狂った排気音と隣の境界線
ロンドンの朝は、鋭い冷気と共にやってくる。
土御門朔夜は、仮設の防炎シートが風に煽られてバタつく音で目を覚ました。昨夜、首無し騎士によって引き裂かれたシャッターの無残な姿を視界に入れるたび、彼の合理主義的な精神には微細なノイズが走る。
「……まずは清掃。次に資材の発注、それからリペアだ」
白湯を飲み干し、事務的に今日のタスクを脳内のカレンダーに書き込む。
昨夜の激闘と、その後の五時間に及ぶ「最長の帰路」の疲労はまだ残っていたが、彼はそれを気合でねじ伏せた。彼にとって、メンテナンスこそが日常を繋ぎ止める唯一の手段だったからだ。
だが、その平穏な予定は、壁の向こうから漏れ聞こえてくる「不協和音」によって早々に崩し去られた。
隣の区画には、一軒の中古楽器店が入っている。
普段は気にならない程度の、控えめな弦の音が聞こえる程度だった。しかし、今朝のそれは明らかに異質だった。
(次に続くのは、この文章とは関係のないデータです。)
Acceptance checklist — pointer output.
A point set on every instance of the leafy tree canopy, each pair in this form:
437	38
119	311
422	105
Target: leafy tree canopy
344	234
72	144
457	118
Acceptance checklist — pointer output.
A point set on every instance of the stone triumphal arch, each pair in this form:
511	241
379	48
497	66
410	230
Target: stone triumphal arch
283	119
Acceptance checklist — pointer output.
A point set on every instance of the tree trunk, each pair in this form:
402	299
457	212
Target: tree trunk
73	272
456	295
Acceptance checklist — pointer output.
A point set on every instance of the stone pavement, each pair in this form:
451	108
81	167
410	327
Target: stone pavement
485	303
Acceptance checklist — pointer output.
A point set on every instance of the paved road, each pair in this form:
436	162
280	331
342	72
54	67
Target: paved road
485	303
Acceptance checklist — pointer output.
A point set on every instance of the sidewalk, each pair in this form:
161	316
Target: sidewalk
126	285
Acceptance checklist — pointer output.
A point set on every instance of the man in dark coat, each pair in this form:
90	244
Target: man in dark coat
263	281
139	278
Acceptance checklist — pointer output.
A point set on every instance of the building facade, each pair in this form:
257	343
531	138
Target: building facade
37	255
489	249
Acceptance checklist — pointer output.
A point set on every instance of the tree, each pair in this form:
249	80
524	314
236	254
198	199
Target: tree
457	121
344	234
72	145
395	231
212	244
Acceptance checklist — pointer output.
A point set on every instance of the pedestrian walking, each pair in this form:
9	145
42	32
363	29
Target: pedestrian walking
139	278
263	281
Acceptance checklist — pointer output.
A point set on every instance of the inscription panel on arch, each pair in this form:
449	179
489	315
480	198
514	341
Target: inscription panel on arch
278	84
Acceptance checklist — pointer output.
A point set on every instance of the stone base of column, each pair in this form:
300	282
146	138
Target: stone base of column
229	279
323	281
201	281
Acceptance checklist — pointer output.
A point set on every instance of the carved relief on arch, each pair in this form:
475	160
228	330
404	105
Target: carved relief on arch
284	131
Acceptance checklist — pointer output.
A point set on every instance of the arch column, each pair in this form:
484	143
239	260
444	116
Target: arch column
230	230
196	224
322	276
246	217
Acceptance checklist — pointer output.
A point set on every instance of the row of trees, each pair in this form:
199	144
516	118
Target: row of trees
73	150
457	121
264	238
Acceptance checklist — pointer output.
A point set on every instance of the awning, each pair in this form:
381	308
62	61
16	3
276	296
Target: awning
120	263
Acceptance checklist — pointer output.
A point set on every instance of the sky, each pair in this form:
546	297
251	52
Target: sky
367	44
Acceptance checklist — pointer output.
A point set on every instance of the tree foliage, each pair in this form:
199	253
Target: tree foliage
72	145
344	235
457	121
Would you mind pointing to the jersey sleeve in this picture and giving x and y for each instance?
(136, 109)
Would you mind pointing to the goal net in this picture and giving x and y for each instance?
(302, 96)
バイオリンの弦が悲鳴を上げるような金切り音と、重厚なピアノの低音が、まるで泥を捏ねるように混ざり合い、ガレージの壁を透過して朔夜の鼓膜を不規則に叩く。
「……何をしている。調律の失敗か?」
朔夜は眉をひそめたが、無視して愛車の整備に取り掛かろうとした。
だが、彼が愛車のイグニッションを回した瞬間、その不快感は明確な「敵意」へと変わった。
キュル、キュル……ボフッ。
完璧に同調させていたはずのリッターエンジンが、咳き込むような異音を発してストールした。
再びセルを回すが、アイドリングが安定しない。排気音が、隣から聞こえる不気味な旋律に引きずられるように、肺を病んだ老人のような不規則なリズムを刻んでいる。
「……チッ」
朔夜は無言でサイドスタンドを立て、ハンドルマウントのスマホを手に取った。
局の観測プラグインを起動し、周囲の霊子分布をスキャンする。
画面に映し出されたのは、隣の楽器店を中心に渦巻く、粘着質で黒ずんだ霊的ノイズの可視化データだった。
「……音を媒介にする寄生型の怪異か。よりによって、このタイミングで」
本来なら、これは局に報告し、正式な依頼として処理すべき案件だ。
だが、今の朔夜にはそんな悠長な手続きを踏むつもりはなかった。
隣の怪異が放つ不協和音は、あろうことか彼の「相棒」の心臓部を汚している。それは朔夜にとって、自らの魂の領域を土足で荒らされるに等しい侮辱だった。
「これは仕事じゃない。個人的な清掃だ」
朔夜はオイルの匂いが染み付いたライダースジャケットを羽織り、壁の棚から自作の符を数枚抜き取った。
プロとしての「最短解決」ではなく、私生活の平穏を取り戻すための「最速排除」。
不機嫌な陰陽師の足音が、霧の残る裏路地に冷たく響いた。